La Novela Española: Transformaciones y Tendencias desde la Posguerra hasta los Años 70

La Novela Española: Desde la Posguerra hasta los Años 70

Al terminar la Guerra Civil, la novela española presenta un panorama desolador, debido a factores como la escasez económica, el aislamiento internacional, el poder de la censura y la desaparición por muerte o exilio de buena parte de sus principales figuras. Solo la presencia de un decaído Pío Baroja permite una cierta continuidad con la fecunda tradición anterior a la guerra. En el exilio van a seguir desarrollando su obra novelistas como Max Aub, Francisco Ayala, Rosa Chacel o Ramón J. Sender, autor de la conmovedora Réquiem por un campesino español.
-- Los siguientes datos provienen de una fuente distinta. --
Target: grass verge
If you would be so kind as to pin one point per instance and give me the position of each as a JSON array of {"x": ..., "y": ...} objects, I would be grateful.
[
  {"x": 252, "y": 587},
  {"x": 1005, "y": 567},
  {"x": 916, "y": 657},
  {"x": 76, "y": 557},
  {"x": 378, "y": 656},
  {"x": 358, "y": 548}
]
Surgirán también en el exilio nuevos narradores como Arturo Barea (trilogía La forja de un rebelde) o Manuel Andújar (trilogía Vísperas). Paralelamente, la evolución del género en España va a pasar por las siguientes etapas:

Los Años 40

Se desarrolla una narrativa que podríamos llamar conformista, donde se encuadran tendencias como la novela rosa, la novela de guerra (desde la perspectiva «oficialista» de los vencedores) y la novela realista tradicional, con autores estimables como Ignacio Agustí, Darío Fernández Flórez y Juan Antonio Zunzunegui. Pero, a la vez, empieza a surgir, pese a todas las dificultades, una narrativa más inconformista e inquieta, de signo existencial, que presenta a personajes desorientados y sumidos en un malestar vital al que no son ajenas las circunstancias históricas. La primera muestra es La familia de Pascual Duarte (1942), primera novela del que va a ser una de las grandes figuras de la narrativa española, Camilo José Cela: narra en primera persona la sórdida vida y los crímenes del protagonista, un campesino condenado a muerte, con una crudeza que le granjeó la denominación de novela «tremendista». Poco después, en 1944, se publica Nada, de Carmen Laforet, que narra, también en primera persona, el desencanto de una joven que llega a estudiar a la Barcelona de posguerra. La novela recibió el Premio Nadal, premio que desempeñó un importante papel en la reactivación de la narrativa de aquella época. También son significativos los primeros títulos de Torrente Ballester (Javier Mariño) y de Miguel Delibes (La sombra del ciprés es alargada).

Los Años 50

La tímida apertura del régimen y la influencia extranjera (teorías de Sartre, neorrealismo italiano, noveau roman francés, etc.), hacen que se imponga en la novela el propósito de denunciar las injusticias y transformar la sociedad. La narrativa asume así funciones que, en una sociedad democrática, deberían corresponder a la prensa. El primer paso es La colmena (1951), de Camilo José Cela, cuyo argumento, centrado en tres días en el Madrid de posguerra, se fragmenta en multitud de situaciones en las que decenas de personajes, generalmente mediocres y anodinos, se entrecruzan. Se sientan ya las características básicas de esta corriente: protagonista colectivo, reducción espacio-temporal (la acción se concreta en lugares muy determinados y en periodos breves), presencia del lenguaje coloquial y tendencia a la objetividad del narrador. Serán los llamados novelistas “del medio siglo” quienes impulsen esta corriente. Las novelas sociales van a tratar principalmente de la vida de los trabajadores (urbanos o rurales: Central eléctrica, de López Pacheco) o de la abulia de la burguesía (Entre visillos, de Carmen Martín Gaite). Algunas tienden más al realismo crítico, con una denuncia más explícita (caso de La zanja, de Alfonso Grosso, o Dos días de septiembre, de José Manuel Caballero Bonald) y otras se decantan más hacia el objetivismo o neorrealismo, caso de El fulgor y la sangre, de Ignacio Aldecoa, o El Jarama (1956), de Rafael Sánchez Ferlosio.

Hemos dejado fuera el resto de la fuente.